Why we’re taking on TikTok

Enough is enough.

When our advocacy forced YouTube to change almost everything about the way it treats kids on its platform last October, we promised there was more where that came from. Today, it’s here. CCFC and our allies at the Center for Digital Democracy have just filed an FTC complaint against TikTok, the shortform video platform whose (literally) endless feed of jokes, dances, recipes, and “challenges” have made it one of the most popular apps for kids on the planet – with one of the most predatory business models in tech.

TikTok has already been in hot water with the FTC: just last year, the company was required to delete troves of data it had knowingly and illegally collected from thousands of children. ByteDance, TikTok’s parent company, had to pay a fine of $5.7 million, and entered a consent decree with the FTC that forbade them from collecting and using children’s data in similar ways again. At the time, CCFC and our allies were concerned that for a company valued in the billions of dollars, this fine wasn’t enough to deter future violations of children’s privacy by TikTok. We were right.

When CCFC, the Center for Digital Democracy, and our attorneys at Georgetown Law’s Institute for Public Representation conducted our own investigation this spring, we discovered that TikTok wasn’t living up to its end of the settlement. In clear violation of the Children’s Online Privacy Protection Act (COPPA), the app was still collecting and sharing the personal data of children under 13 without getting parental permission. And the problem isn’t just about ads: as our Josh Golin told The New York Times, by ensnaring underage users in its marketing apparatus, TikTok puts perhaps millions of kids at risk of sexual predation.

Our complaint, which is supported by a coalition of 20 leading advocacy organizations, details TikTok’s ongoing violations of children’s privacy. In addition to failing to delete the personal information it collected from children under 13 before 2019 – a clear violation of the settlement – TikTok has taken a page right out of YouTube’s (failed!) playbook: the company claims it doesn’t need to get parental permission, because “regular” TikTok accounts are for users 13 and up. Kids under 13, TikTok says, can only sign up for “younger users” accounts, which have very limited functionality: they can’t upload videos or message other users, two core elements of the app.

But our investigation found that neither the new privacy policy nor the new “younger user” accounts are good enough. Kids who are frustrated by the limited functionality of the “young” version of the app can easily lie about their age. (All they have to do is re-register for the app with a fake birthday!) As a result, there are a ton of kids under 13 on TikTok, including many of the app’s most popular “stars.”

Even if kids do stick with “younger user” accounts, TikTok still collects and uses their data in ways that violate the law – the app’s key feature, the algorithmically-curated video feed, collects heaps of data about what kids watch and for how long in order to make the “experience” (of interminable, persuasively-designed scrolling) more “enjoyable.”  Using AI to collect unknowable amounts of information about kids, and then using that information to keep kids on their devices as long as possible in order to serve them ads, isn’t just creepy. It’s illegal unless you get parental permission – and TikTok doesn’t even try to do that.

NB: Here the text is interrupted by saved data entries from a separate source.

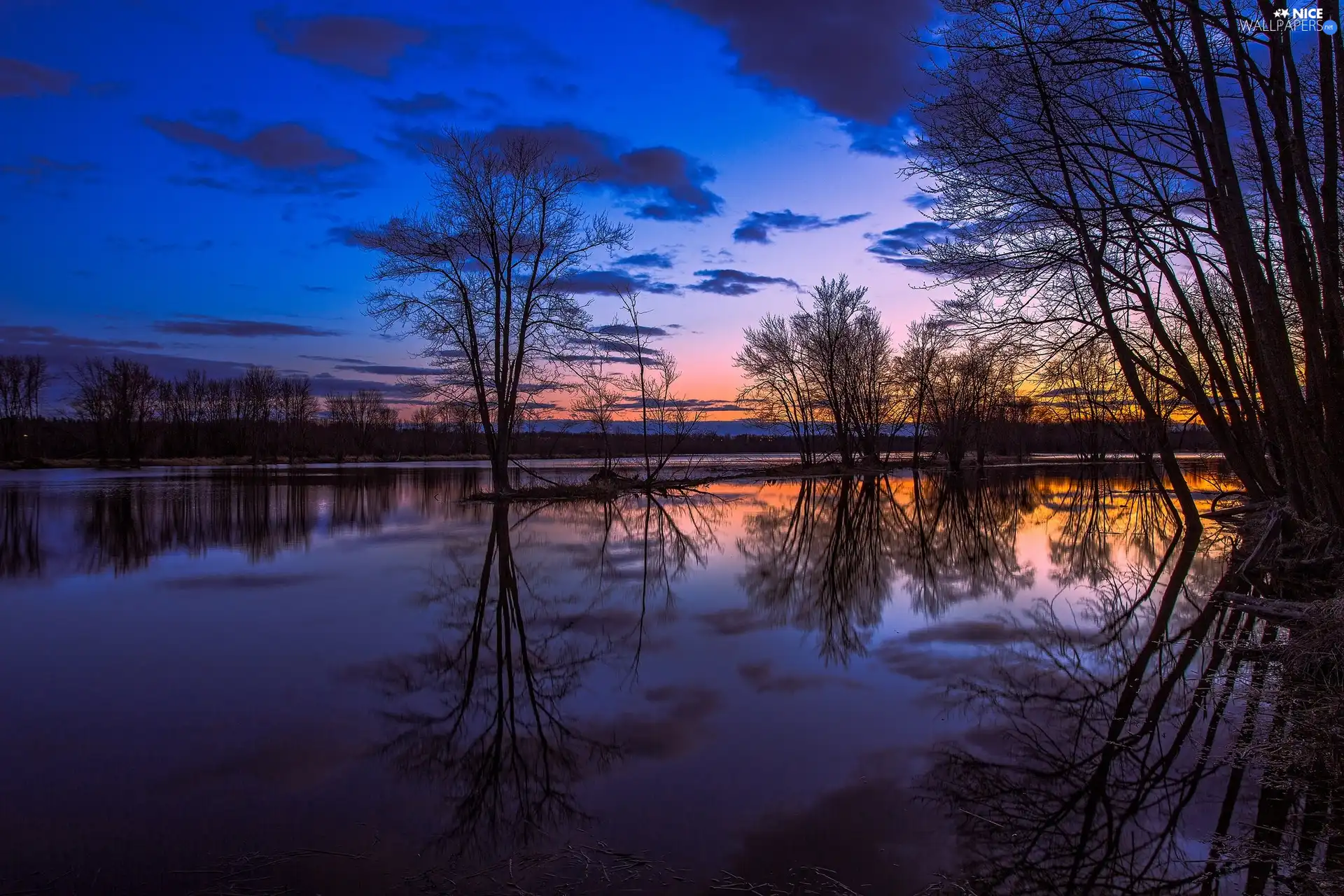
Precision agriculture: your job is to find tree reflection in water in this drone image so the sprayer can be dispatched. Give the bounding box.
[926,521,1344,896]
[0,488,43,579]
[738,474,1035,664]
[360,496,713,855]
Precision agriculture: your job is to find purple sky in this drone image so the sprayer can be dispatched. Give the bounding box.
[0,0,935,414]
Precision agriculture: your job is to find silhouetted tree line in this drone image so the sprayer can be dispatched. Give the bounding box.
[924,526,1344,896]
[0,355,1212,469]
[910,0,1344,524]
[734,281,1212,470]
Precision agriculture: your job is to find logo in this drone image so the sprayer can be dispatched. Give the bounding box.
[1238,7,1340,35]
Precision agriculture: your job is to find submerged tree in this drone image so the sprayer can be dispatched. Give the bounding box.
[913,0,1344,523]
[361,132,630,490]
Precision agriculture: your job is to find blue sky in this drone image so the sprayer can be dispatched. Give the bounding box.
[0,0,932,411]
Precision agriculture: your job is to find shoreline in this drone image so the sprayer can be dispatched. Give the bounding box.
[0,451,1222,475]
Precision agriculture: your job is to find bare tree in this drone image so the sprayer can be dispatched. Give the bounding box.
[276,376,317,463]
[0,355,51,458]
[899,317,951,469]
[621,293,704,482]
[570,339,625,470]
[913,0,1344,523]
[364,132,630,491]
[70,357,111,466]
[732,314,820,463]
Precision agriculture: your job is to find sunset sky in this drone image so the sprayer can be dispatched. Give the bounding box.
[0,0,932,416]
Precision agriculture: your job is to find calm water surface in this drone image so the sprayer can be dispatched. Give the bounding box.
[0,466,1255,893]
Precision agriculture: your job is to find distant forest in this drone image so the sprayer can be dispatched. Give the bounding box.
[0,355,1212,465]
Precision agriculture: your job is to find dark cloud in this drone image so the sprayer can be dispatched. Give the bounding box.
[593,323,668,336]
[0,57,79,97]
[327,225,382,248]
[603,685,723,759]
[0,156,98,187]
[906,193,938,211]
[690,267,798,295]
[613,253,672,269]
[257,13,430,78]
[738,659,863,693]
[653,0,935,149]
[0,326,162,352]
[161,573,323,591]
[528,75,580,99]
[906,620,1030,646]
[153,314,340,339]
[561,270,680,295]
[841,121,907,158]
[0,325,247,389]
[696,607,778,636]
[377,125,442,161]
[312,373,419,400]
[864,220,953,270]
[336,364,444,376]
[374,92,462,115]
[872,638,996,685]
[732,208,869,243]
[489,122,723,220]
[144,115,361,171]
[731,774,954,893]
[300,355,372,364]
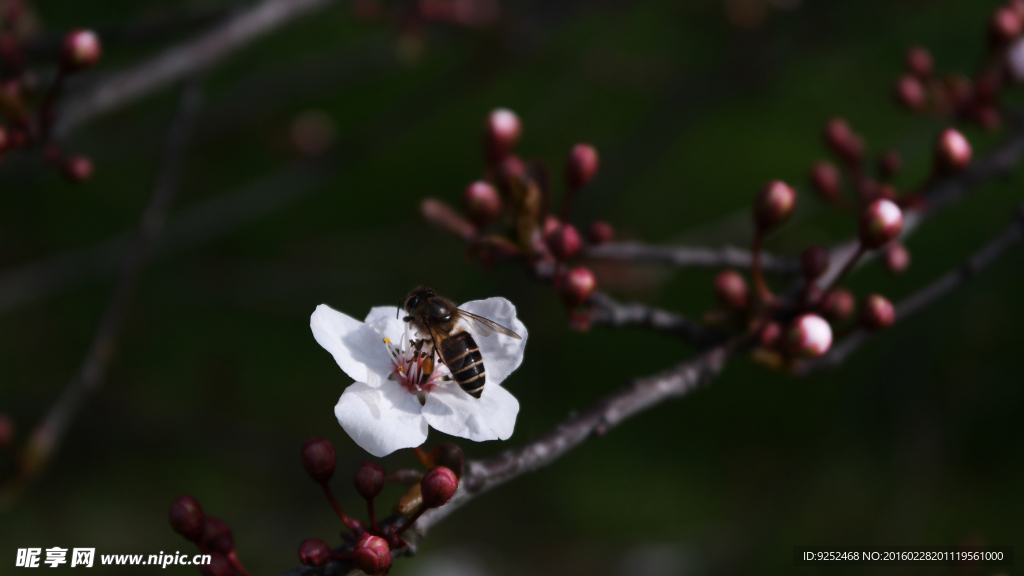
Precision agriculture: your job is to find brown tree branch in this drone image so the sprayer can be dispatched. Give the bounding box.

The truth is, TikTok profits so much from the presence of kids on their platform that last year’s $5.7 million fine is meaningless – like YouTube and Facebook before them, they can write off that kind of penalty as a cost of doing business. That’s why we’re calling on the FTC not only to sanction TikTok and hold its executives accountable, but to enact the maximum penalties allowed by law — $42,530 per violation, which could amount to billions of dollars. And until TikTok can adopt an effective age verification policy and actually be COPPA-compliant, we’re urging the FTC to prevent TikTok from registering any new users in the US.

Tech industry and business pundits may fret that sanctions of this kind could upend, or even destroy, TikTok’s business model. To that we say: good. With kids across the world now forced to connect with their friends in an online-only world, Big Tech profiteers like TikTok cannot be allowed to exploit kids any longer. Now is the time to upend a business model that exposes children to increased surveillance, invasive targeted advertising, inappropriate content, and sexual predation. Now is the time to upend every business model that puts the profits of multibillion dollar companies ahead of kids’ privacy, wellbeing, and safety.

Enough is enough, and we’ve had enough.